How does Model Optimizer compare with the default Tensorrt 10 Optimisations? #5

Closed yuvraj108c closed 1 month ago

yuvraj108c commented 2 months ago

e.g convert onnx to tensorrt using trtexec v/s using this model optimizer to generate the optimised tensorrt engine?

Which engine will give faster speeds?

### Tasks
riyadshairi979 commented 2 months ago

e.g convert onnx to tensorrt using trtexec v/s using this model optimizer to generate the optimised tensorrt engine?

Which engine will give faster speeds?

Assuming this question is related to ONNX quantization, certain models can achieve faster speeds with the default TensorRT 10 implicit quantization (IQ), but ModelOpt's explicit quantization (EQ) will generally yield faster speeds for most network types, especially for Vision Transformers (ViTs). If users find that their network is not faster with ModelOpt quantization, they should file a bug report with a reproducible example.

TensorRT will depreciate IQ in future releases and recommend EQ for users seeking better speed improvements and accuracy control.

yuvraj108c commented 2 months ago

The most popular tensorrt optimisation pipeline is to first export a .pth model to .onnx, e.g

import torch

model = torch.load('model.pth')
model.eval()

x = torch.rand(1, 3, 512, 512)
x = x.cuda()

torch.onnx.export(model,
                    x,
                    "./model.onnx",
                    verbose=True,
                    input_names=['input'],
                    output_names=['output'],
                    opset_version=17,
                    export_params=True
                    )

then, convert the onnx model to tensorrt, e.g using trtexec

trtexec --onnx=model.onnx --saveEngine=model.engine --fp16

My question is, where does this Tensorrt-Model-Optimizer fit into all of this, and will it give better speeds than the current pipeline.

riyadshairi979 commented 2 months ago

My question is, where does this Tensorrt-Model-Optimizer fit into all of this, and will it give better speeds than the current pipeline.

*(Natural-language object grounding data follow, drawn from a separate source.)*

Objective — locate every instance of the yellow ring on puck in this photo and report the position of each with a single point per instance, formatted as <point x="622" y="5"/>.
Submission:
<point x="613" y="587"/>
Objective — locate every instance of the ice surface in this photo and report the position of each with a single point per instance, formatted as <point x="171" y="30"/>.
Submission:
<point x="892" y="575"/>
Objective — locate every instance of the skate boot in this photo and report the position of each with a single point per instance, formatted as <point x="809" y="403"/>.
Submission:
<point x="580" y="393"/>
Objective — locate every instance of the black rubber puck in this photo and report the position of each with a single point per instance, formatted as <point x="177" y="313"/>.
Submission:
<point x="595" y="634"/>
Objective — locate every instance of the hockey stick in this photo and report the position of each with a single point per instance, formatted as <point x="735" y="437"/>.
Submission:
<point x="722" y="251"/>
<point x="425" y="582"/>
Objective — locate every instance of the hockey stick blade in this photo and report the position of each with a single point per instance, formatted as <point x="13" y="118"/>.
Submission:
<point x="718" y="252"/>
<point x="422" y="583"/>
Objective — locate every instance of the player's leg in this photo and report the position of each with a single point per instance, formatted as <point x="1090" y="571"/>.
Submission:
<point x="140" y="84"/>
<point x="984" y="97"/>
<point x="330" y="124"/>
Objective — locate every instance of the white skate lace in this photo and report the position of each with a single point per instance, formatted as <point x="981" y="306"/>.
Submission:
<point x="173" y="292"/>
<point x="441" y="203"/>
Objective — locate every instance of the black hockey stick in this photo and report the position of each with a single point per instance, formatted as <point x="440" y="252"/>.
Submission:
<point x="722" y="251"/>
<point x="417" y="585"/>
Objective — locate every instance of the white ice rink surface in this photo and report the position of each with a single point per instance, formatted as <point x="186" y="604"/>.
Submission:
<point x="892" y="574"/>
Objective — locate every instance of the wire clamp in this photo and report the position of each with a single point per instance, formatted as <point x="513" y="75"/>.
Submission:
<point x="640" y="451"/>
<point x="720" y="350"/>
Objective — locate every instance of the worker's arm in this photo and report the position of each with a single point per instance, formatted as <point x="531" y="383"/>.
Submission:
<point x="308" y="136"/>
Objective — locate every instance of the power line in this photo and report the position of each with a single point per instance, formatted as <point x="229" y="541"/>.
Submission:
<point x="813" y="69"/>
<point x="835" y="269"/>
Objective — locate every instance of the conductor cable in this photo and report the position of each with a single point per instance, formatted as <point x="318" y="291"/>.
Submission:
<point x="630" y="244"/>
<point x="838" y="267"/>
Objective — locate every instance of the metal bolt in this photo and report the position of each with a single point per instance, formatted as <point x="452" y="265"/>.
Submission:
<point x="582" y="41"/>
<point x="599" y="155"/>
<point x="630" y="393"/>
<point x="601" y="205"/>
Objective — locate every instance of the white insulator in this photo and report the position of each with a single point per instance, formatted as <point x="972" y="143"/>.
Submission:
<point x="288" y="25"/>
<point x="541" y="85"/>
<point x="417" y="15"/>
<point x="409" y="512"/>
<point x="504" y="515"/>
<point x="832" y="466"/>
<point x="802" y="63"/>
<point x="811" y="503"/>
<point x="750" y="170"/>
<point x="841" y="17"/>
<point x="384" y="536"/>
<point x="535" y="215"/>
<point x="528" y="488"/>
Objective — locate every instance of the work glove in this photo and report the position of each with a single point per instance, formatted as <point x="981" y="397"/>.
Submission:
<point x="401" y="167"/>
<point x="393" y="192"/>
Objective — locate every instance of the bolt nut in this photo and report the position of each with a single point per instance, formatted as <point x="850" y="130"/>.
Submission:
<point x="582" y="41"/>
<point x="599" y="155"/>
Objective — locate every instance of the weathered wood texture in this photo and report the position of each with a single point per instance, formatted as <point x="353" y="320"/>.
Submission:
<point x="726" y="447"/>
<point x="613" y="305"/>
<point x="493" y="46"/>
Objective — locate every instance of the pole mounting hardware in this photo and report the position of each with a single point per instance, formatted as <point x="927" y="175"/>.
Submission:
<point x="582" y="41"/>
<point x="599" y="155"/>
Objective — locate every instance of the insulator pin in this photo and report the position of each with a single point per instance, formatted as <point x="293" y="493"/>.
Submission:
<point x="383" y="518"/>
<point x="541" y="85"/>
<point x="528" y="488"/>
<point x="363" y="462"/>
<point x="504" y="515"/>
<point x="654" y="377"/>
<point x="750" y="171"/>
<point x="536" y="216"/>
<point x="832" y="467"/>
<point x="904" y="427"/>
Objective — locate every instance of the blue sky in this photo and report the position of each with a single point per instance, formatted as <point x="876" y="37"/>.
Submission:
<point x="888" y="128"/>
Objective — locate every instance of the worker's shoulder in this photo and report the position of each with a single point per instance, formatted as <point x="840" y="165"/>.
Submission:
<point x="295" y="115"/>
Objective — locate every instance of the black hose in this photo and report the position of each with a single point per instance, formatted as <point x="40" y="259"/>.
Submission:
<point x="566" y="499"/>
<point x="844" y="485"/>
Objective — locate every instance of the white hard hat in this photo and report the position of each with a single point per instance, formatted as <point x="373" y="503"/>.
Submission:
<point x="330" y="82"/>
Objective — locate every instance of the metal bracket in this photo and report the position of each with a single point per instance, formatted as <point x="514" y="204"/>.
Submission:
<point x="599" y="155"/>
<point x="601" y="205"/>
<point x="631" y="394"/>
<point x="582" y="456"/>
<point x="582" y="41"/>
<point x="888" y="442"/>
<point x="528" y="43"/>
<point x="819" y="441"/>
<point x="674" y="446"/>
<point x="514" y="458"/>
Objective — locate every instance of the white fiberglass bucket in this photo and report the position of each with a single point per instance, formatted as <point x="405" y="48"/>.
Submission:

Users can use Tensorrt-Model-Optimizer (aka modelopt) to deploy models with lower precisions like fp8, int8 and int4. For fp16 engine deployment, users won't need modelopt.

Typically, users would generate the TensorRT engine with int8 precision using the following simplified command:

trtexec --onnx=model.onnx --saveEngine=model.engine --fp16 --int8

With above, TensorRT will use implicit quantization (IQ) to select the precision of different layers of the model. While IQ can still work better for some CNN models in terms of performance, it does not support Transformer based models, lacks reproducibility, provides no accuracy control for the users and only supports int8 quantization mode. modelopt aims to alleviate most of these issues.

With modelopt, users will do these two steps instead, explicit quantization (EQ) followed by trtexec compilation:

python -m modelopt.onnx.quantization --onnx_path=model.onnx --quantize_mode=int8 --calibration_data=calib.npy --output_path=model.quant.onnx
trtexec --onnx=model.quant.onnx --saveEngine=model.engine --fp16 --int8

In case of int8, while explicit quantization (EQ) is anticipated to enhance the accuracy of the model, it is not assured to yield better speeds compared to the current implicit quantization (IQ) pipeline for all network types. For instance, certain models may still achieve faster inference speeds using the IQ workflow. Thus, it's crucial to assess the specific characteristics of your model to determine the most appropriate optimization approach.

yuvraj108c commented 2 months ago

Thanks for the clarifications! It now makes more sense.

--fp16 --int8 can be used at the same time?

riyadshairi979 commented 2 months ago

--fp16 --int8 can be used at the same time?

Yes, it is equivalent to using --best.